Sample Standard Deviation and Standard Error Distinguished

Definition

Let’s call the data obtained from $X$ as $\mathbf{x} = ( x_{1}, x_{2}, \cdots , x_{n} )$.

  1. Sample Mean: $$ \overline{x} = {{1} \over {n}} \sum_{i=1}^{n} x_{i} $$
  2. Sample Standard Deviation: $$ s_{x} = \sqrt { {{1} \over {n-1}} \sum_{i=1}^{n} ( x_{i} - \overline{x} )^2 } $$
  3. Standard Error: $$ \text{s.e.} \left( \overline{X} \right) = {{ s_{x} } \over { \sqrt{n} }} $$

Explanation

Because the terms sound similar, surprisingly many people do not distinguish between the sample standard deviation and the standard error. This includes high school students who are essentially learning statistics through texts, and even extends to 3rd or 4th year university students majoring in statistics.

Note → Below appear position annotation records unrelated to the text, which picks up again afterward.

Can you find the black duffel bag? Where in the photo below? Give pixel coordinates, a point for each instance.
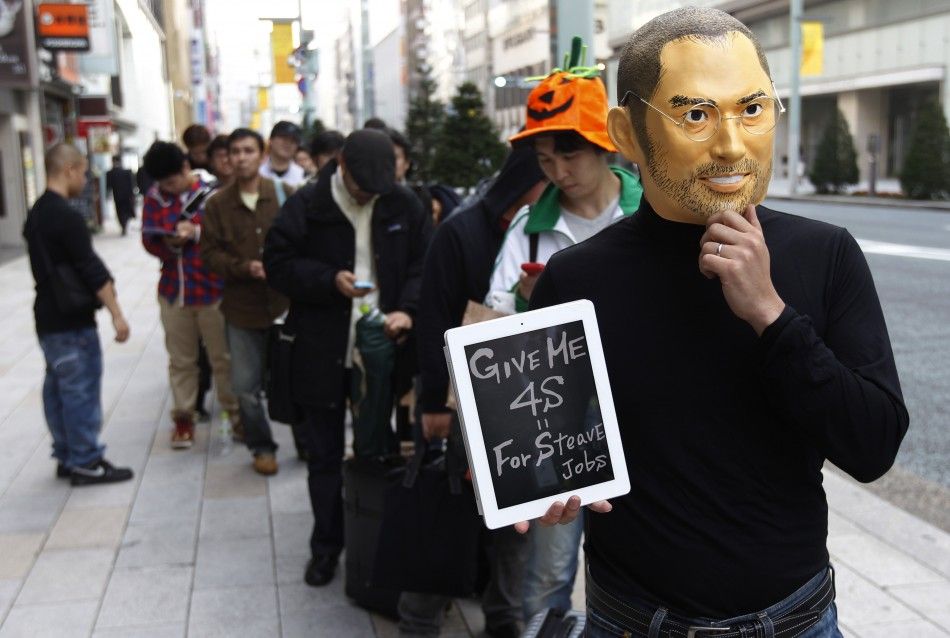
(429, 537)
(278, 387)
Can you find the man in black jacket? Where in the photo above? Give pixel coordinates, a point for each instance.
(457, 270)
(745, 347)
(57, 238)
(353, 234)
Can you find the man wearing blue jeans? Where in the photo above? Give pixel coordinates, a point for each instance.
(746, 348)
(236, 221)
(59, 242)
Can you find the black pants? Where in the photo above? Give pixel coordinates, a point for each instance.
(325, 442)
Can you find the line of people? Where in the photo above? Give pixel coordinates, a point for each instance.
(723, 532)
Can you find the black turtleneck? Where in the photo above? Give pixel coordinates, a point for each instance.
(725, 432)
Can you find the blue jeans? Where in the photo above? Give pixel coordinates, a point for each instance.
(598, 626)
(72, 395)
(248, 356)
(552, 566)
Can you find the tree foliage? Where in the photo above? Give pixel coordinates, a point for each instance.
(468, 148)
(423, 125)
(926, 170)
(836, 162)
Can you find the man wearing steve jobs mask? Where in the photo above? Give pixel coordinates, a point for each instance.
(745, 346)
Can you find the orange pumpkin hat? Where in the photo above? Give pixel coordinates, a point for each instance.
(572, 100)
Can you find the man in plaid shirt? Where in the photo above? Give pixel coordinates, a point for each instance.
(188, 293)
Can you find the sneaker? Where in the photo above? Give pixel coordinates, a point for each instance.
(320, 570)
(100, 471)
(265, 464)
(184, 433)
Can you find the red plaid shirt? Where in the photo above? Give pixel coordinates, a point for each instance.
(184, 276)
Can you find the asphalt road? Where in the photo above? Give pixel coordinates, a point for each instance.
(908, 251)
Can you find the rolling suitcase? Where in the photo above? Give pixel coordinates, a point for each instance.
(366, 481)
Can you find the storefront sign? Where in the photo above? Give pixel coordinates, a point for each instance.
(101, 57)
(63, 27)
(14, 48)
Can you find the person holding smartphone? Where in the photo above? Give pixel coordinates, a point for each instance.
(349, 238)
(585, 195)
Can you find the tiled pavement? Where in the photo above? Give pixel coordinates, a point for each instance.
(201, 546)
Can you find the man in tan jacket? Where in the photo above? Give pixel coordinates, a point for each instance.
(236, 222)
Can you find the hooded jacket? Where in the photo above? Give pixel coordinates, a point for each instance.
(459, 264)
(310, 241)
(544, 219)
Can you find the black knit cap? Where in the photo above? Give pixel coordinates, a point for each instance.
(370, 160)
(519, 174)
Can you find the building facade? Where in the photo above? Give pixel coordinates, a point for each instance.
(112, 99)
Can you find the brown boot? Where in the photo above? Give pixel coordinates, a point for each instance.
(183, 436)
(265, 463)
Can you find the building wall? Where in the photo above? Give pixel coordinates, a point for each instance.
(177, 49)
(390, 79)
(145, 84)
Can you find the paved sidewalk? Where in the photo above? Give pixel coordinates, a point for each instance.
(202, 546)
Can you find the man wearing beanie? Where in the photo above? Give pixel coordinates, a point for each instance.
(457, 271)
(567, 130)
(349, 238)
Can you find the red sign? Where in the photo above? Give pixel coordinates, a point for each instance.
(83, 126)
(63, 27)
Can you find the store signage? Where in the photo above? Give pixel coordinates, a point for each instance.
(101, 57)
(14, 49)
(63, 27)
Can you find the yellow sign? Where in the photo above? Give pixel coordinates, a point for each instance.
(813, 48)
(282, 47)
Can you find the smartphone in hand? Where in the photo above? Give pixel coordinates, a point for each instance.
(532, 268)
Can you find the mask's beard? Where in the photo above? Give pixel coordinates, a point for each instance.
(689, 192)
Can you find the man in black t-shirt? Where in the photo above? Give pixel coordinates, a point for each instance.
(60, 248)
(745, 347)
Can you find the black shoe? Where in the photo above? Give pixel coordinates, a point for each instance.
(506, 630)
(100, 471)
(320, 570)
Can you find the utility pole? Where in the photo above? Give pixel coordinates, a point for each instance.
(795, 98)
(571, 18)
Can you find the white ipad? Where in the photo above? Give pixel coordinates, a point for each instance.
(536, 411)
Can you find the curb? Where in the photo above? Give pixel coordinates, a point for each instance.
(890, 202)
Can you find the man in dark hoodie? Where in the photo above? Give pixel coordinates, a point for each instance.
(457, 269)
(351, 237)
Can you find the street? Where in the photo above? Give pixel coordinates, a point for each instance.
(908, 251)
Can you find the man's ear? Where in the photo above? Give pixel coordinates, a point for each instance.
(620, 130)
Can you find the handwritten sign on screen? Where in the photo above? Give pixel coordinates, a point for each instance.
(540, 419)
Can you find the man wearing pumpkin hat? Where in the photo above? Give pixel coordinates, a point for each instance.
(566, 125)
(746, 347)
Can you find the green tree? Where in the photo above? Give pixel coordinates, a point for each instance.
(836, 162)
(468, 148)
(926, 170)
(423, 123)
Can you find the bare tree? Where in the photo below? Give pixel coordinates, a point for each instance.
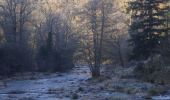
(15, 16)
(97, 23)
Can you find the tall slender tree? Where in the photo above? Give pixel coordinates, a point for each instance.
(149, 26)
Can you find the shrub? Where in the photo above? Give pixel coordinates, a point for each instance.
(153, 71)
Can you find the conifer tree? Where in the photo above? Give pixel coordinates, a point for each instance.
(149, 26)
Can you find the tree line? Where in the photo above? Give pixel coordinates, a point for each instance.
(44, 36)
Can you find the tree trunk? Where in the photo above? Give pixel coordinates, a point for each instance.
(96, 72)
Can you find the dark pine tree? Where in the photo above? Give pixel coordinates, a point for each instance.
(149, 26)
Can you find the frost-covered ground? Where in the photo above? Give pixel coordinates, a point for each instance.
(75, 84)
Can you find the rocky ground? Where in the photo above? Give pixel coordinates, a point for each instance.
(117, 84)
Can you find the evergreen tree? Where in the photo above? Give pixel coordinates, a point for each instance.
(149, 26)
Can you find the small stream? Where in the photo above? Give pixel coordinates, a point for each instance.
(165, 96)
(57, 87)
(63, 86)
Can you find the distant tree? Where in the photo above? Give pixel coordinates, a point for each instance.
(15, 15)
(97, 19)
(148, 28)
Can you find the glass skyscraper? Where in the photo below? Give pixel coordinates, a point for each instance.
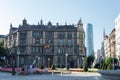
(89, 39)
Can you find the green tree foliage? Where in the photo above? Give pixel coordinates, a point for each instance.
(90, 60)
(53, 67)
(2, 50)
(109, 60)
(109, 67)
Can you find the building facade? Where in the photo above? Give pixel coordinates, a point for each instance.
(47, 44)
(110, 44)
(2, 38)
(89, 39)
(117, 28)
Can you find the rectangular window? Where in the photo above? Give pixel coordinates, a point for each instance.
(61, 42)
(49, 34)
(61, 36)
(69, 42)
(22, 49)
(37, 34)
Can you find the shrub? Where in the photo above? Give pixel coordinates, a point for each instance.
(109, 67)
(97, 65)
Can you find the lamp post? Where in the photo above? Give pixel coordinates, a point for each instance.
(83, 61)
(66, 60)
(38, 60)
(18, 53)
(113, 61)
(12, 53)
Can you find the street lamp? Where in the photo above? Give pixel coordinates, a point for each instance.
(12, 53)
(38, 60)
(83, 61)
(18, 53)
(66, 60)
(113, 61)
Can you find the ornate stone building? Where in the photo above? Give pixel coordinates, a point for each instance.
(47, 44)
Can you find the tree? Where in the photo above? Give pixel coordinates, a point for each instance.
(90, 60)
(85, 65)
(109, 60)
(53, 67)
(2, 53)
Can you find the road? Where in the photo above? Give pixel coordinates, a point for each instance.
(72, 76)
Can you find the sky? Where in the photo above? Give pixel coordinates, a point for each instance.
(100, 13)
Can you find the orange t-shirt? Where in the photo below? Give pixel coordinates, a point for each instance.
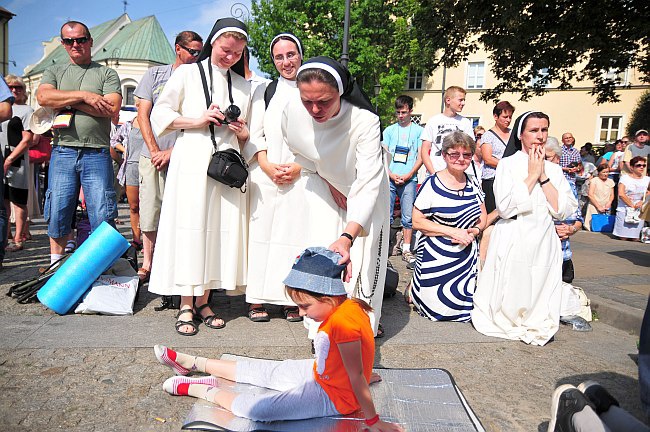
(348, 323)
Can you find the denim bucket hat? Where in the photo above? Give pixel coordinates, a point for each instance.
(317, 270)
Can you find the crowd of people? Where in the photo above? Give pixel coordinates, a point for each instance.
(486, 215)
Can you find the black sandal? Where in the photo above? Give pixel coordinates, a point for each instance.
(181, 323)
(258, 314)
(291, 313)
(209, 319)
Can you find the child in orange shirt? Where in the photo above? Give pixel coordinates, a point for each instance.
(335, 383)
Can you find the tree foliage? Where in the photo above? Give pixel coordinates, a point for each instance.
(319, 25)
(573, 40)
(640, 117)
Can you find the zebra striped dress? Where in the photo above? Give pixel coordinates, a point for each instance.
(444, 277)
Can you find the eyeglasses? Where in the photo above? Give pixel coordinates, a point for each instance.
(71, 41)
(454, 156)
(290, 56)
(193, 53)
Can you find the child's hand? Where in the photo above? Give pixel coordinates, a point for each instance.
(381, 426)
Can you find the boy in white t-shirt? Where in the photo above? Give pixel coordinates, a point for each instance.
(440, 125)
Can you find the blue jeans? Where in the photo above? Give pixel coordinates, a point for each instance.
(406, 193)
(71, 168)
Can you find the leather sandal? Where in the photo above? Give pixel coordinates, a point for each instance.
(291, 313)
(208, 321)
(181, 323)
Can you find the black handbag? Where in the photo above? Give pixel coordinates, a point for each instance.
(226, 166)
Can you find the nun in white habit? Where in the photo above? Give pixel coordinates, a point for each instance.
(519, 290)
(334, 133)
(201, 242)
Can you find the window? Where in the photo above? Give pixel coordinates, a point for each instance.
(610, 128)
(129, 97)
(619, 77)
(475, 75)
(475, 121)
(542, 74)
(414, 80)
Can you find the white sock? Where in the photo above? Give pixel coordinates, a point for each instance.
(202, 391)
(55, 257)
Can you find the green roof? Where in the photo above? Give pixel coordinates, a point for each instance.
(142, 40)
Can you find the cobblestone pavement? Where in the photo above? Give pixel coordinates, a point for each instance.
(97, 373)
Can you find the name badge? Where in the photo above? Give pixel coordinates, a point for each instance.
(401, 154)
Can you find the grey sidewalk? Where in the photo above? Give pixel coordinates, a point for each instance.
(98, 373)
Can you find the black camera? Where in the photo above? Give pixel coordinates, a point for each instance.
(231, 113)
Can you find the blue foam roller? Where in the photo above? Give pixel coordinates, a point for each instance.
(97, 254)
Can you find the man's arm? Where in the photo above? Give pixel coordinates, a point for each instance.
(96, 105)
(425, 151)
(100, 110)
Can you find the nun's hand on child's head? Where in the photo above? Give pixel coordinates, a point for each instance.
(342, 247)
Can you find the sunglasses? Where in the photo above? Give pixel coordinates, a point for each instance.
(71, 41)
(454, 156)
(290, 57)
(193, 53)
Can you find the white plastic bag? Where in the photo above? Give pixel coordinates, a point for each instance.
(113, 293)
(575, 302)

It’s good to keep the following five points in mind before reading further:

  • (1): Standard error is the standard deviation of the sample mean.
  • (2): Standard error does not really provide any information about the population.
  • (3): Standard error is spoken of only in relation to samples; that is, concepts like “population standard error” are not considered.
  • (4): Standard error is primarily needed when performing hypothesis tests, or when constructing confidence or prediction intervals. In other words, it only needs to be considered in contexts where intervals are discussed.
  • (5): While you can’t judge standard deviation as good or bad based on whether it’s large or small, smaller is always better for standard error. This is because standard deviation looks at ‘how different’ the data are from each other, whereas standard error looks at ‘how wrong’ the sample mean is.

Below University Level

Considering that the standard error is the standard deviation of the sample mean, it makes sense that the means of the samples would be closer to the population mean than the entire sample is. Being a measure of dispersion from the population mean, it’s evident that this is still a concept of dispersion, and it would naturally be smaller than the sample standard deviation. 20180425\_205309.png In statistics, our interest is often in means, hence the term “error” comes naturally. Multiplying by $\pm 1.96$ to create intervals yields confidence or prediction intervals, making the use of “standard” in its name appropriate. Don’t let the similarity in terms sound too complex—digest each character one by one to remember.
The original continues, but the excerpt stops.